Some evaluation of foreign policy towards the genocide in Rwanda seems to agree with Macron, putting the onus not only on America and France, but on the way the UN functions typically.
As Bronwen Everill, lecturer in history and fellow of Gonville & Caius College at the University of Cambridge, writes: “The failure of the United Nations to expand the remit of its peacekeepers on the ground – hampered by a Chapter 6 mandate that limited its actions to implement the Agreements with Arusha – left the soldiers powerless to stop the killing that was happening before their eyes.”

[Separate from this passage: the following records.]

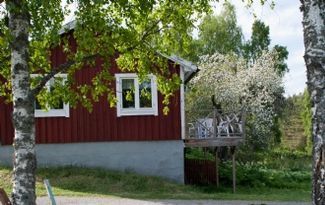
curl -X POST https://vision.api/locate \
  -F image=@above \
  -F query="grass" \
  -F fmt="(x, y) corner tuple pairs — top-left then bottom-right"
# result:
(0, 167), (311, 201)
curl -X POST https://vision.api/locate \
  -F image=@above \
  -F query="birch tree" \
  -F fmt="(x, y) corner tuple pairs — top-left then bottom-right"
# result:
(300, 0), (325, 205)
(0, 0), (210, 205)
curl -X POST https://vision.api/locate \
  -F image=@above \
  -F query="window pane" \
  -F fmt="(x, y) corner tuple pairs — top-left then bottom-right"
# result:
(122, 79), (135, 108)
(139, 80), (152, 108)
(34, 98), (42, 110)
(50, 86), (63, 110)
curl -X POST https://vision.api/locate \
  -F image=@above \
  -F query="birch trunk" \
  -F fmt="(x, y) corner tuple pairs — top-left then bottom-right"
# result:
(301, 0), (325, 205)
(6, 0), (36, 205)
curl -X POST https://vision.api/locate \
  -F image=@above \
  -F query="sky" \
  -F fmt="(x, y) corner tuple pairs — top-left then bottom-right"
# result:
(213, 0), (306, 96)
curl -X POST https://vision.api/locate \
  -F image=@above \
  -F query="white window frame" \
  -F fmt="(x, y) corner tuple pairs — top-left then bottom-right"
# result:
(31, 73), (70, 118)
(115, 73), (158, 117)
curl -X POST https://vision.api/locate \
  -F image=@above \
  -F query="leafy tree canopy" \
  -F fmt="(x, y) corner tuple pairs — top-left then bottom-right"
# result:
(185, 2), (243, 62)
(0, 0), (210, 110)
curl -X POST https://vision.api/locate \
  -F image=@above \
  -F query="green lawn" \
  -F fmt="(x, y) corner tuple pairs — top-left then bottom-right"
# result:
(0, 167), (311, 201)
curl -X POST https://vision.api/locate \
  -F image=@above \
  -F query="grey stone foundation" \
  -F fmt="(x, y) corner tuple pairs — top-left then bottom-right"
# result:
(0, 140), (184, 183)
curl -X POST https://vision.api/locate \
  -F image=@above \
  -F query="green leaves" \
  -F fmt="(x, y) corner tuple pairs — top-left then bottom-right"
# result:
(0, 0), (210, 110)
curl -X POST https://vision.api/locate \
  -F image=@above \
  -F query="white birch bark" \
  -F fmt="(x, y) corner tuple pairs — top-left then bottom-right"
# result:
(301, 0), (325, 205)
(6, 0), (36, 205)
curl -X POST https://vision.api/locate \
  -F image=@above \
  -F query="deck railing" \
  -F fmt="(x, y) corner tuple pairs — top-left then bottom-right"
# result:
(186, 109), (245, 139)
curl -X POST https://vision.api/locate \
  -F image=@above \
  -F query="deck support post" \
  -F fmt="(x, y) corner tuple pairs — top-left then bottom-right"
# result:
(215, 147), (219, 188)
(230, 147), (236, 193)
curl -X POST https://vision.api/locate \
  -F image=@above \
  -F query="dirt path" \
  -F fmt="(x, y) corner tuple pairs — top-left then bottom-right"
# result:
(37, 197), (310, 205)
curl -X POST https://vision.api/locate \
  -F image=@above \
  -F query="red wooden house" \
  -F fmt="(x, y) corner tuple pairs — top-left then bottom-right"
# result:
(0, 21), (197, 182)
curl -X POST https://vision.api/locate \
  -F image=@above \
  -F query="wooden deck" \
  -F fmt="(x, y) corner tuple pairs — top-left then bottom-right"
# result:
(184, 137), (244, 147)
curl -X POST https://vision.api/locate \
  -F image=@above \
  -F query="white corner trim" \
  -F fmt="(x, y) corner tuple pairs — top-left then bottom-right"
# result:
(115, 73), (158, 117)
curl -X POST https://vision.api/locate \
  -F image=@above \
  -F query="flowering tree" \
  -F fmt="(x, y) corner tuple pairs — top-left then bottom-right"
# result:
(0, 0), (210, 205)
(187, 52), (283, 147)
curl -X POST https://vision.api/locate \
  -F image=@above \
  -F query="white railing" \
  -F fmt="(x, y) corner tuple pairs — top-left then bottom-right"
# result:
(187, 109), (245, 139)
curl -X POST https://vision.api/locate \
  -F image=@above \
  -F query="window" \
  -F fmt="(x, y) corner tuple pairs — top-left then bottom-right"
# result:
(115, 73), (158, 117)
(31, 74), (70, 117)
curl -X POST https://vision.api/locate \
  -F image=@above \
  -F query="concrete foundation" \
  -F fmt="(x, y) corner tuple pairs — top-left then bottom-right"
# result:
(0, 140), (184, 183)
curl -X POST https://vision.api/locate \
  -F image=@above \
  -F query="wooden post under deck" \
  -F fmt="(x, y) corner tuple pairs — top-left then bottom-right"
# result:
(215, 147), (219, 187)
(231, 147), (236, 193)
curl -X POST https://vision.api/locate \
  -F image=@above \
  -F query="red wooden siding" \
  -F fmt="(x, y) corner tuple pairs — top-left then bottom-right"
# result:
(0, 35), (181, 145)
(184, 159), (216, 184)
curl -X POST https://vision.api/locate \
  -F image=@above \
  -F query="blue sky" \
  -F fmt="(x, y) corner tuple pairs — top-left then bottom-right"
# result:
(214, 0), (306, 96)
(66, 0), (306, 96)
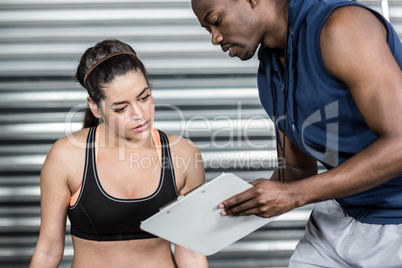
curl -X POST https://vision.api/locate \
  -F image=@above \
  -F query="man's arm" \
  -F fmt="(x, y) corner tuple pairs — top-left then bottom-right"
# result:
(222, 7), (402, 217)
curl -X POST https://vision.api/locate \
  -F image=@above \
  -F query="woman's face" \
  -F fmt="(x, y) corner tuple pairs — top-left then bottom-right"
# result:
(94, 71), (155, 142)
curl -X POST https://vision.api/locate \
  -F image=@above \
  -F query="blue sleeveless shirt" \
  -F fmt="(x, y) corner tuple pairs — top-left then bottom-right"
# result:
(258, 0), (402, 224)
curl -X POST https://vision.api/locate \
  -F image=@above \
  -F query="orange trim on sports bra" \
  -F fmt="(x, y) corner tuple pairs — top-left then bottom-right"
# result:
(70, 126), (162, 207)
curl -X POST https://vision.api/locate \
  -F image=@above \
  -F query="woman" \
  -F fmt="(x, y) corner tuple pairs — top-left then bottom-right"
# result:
(30, 40), (208, 268)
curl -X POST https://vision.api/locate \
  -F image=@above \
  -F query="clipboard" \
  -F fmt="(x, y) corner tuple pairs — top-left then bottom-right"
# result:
(140, 173), (276, 256)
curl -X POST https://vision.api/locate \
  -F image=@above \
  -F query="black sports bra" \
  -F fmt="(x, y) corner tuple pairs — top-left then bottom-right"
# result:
(67, 127), (178, 241)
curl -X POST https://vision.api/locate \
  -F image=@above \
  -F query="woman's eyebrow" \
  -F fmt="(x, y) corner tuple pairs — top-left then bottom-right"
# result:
(109, 87), (149, 108)
(137, 87), (149, 98)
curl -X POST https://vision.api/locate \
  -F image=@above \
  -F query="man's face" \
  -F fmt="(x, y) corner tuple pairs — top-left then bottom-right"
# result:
(192, 0), (262, 60)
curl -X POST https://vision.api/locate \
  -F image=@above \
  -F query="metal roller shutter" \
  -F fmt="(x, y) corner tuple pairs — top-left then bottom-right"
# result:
(0, 0), (402, 268)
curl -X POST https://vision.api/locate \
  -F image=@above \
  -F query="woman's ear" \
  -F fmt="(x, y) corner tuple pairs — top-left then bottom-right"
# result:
(248, 0), (260, 8)
(87, 97), (101, 118)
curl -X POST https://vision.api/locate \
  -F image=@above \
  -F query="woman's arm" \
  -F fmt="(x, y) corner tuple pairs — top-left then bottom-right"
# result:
(30, 139), (71, 268)
(170, 139), (208, 268)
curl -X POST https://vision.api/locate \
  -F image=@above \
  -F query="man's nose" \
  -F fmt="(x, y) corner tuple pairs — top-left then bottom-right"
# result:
(211, 30), (223, 46)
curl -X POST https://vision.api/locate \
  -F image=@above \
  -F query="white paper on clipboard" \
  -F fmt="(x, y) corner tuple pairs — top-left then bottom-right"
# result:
(140, 173), (275, 256)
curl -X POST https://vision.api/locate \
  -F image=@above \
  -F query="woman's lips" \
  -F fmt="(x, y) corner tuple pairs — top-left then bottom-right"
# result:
(229, 46), (235, 57)
(133, 121), (149, 132)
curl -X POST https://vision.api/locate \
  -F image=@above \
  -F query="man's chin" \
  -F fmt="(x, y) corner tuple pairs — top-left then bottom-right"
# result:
(239, 49), (256, 61)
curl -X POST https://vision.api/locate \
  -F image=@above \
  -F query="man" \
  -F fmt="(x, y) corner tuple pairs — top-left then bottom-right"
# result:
(192, 0), (402, 268)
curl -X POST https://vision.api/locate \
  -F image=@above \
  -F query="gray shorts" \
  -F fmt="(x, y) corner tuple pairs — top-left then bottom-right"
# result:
(289, 200), (402, 268)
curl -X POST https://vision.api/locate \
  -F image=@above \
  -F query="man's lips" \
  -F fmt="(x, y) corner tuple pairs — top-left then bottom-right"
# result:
(222, 44), (234, 57)
(222, 44), (231, 52)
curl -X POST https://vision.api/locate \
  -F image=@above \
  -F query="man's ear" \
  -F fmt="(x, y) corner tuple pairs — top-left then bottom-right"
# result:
(87, 97), (101, 118)
(247, 0), (260, 8)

Kagame, who’s credited with leading the rebels that ended the Rwandan genocide accused by human rights organizations creating an environment of fear. He can also be accused of forcing his political opponents to flee the country or causing their disappearance, while others were killed. According to Tafi Mhaka’s column for Kagame he mustn’t be absolved for his own abuses.
Mhaka writes: “Therefore, editors should stop calling Kagame a “pioneer,” call him “inspiring,” and claim he’s a “standard-bearer” in African politics. He can’t be considered any of these people until dissenting Rwandans stop to be threatened, arbitrarily imprisoned or forcibly disappeared. Rwanda and Africa deserve a lot better.”